Casey closed her eyes, shaking her head vigorously in order to wipe the scene from her mind, and replay it. As the newly-edited montage rolled along, she was suddenly kissing Drew in front of The Bram, her arms wrapped around his neck, the snow blanketing their bodies as she pulled his deliciously warm body closer still, wishing she could climb inside of him and never come up for air—or anything else—ever again.
Casey opened her eyes and frowned, more confused than ever. The choice that would be made by the producers in the editing room was obvious. It wasn’t like Darin was ugly or anything—he was just . . . different. Kind of like you used to be her inner bitch whispered knowingly as Casey gathered up her books from the sleek leather sofa, hugging them tightly to her chest. But am I really going to live my life for this show? Casey thought, walking toward the door and switching off the overhead lights with a snap that was more decisive than she felt. And why was that thought suddenly so tempting, she wondered as the she swung the door shut behind her with a click. But did she really want to give up her newfound social status to go back to being the old Casey McCloy—the girl everyone either laughed at—or ignored? It was undeniable.
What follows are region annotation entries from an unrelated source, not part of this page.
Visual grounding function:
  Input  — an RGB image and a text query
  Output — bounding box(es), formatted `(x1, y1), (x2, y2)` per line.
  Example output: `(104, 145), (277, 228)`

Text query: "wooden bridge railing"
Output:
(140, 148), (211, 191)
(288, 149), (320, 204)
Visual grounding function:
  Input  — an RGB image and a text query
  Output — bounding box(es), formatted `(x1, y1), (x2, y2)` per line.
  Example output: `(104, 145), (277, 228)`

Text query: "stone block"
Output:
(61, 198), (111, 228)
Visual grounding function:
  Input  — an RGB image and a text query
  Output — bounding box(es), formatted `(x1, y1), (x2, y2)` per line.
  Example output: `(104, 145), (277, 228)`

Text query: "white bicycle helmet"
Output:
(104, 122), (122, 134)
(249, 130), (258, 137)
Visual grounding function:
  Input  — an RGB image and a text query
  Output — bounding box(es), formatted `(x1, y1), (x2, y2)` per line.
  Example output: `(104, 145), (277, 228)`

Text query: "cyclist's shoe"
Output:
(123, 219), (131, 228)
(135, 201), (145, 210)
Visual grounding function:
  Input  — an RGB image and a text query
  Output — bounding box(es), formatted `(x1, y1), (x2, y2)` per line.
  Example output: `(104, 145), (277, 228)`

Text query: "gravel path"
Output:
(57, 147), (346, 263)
She really, really hated to admit it to herself—or anyone else for that matter—but finally being on the inside was really starting to feel kind of . . . addictive.
Casey walked across the gleaming marble lobby that had begun to feel as familiar to her lately as her house she’d left back in Normal, Illinois, a white Victorian with the slightly sagging porch she’d loved to sit out on during hot summer nights, and stepped into the elevator, holding her breath as the lurching movement made her suddenly dizzy and as the elevator climbed higher and higher still, her head fuzzy and light.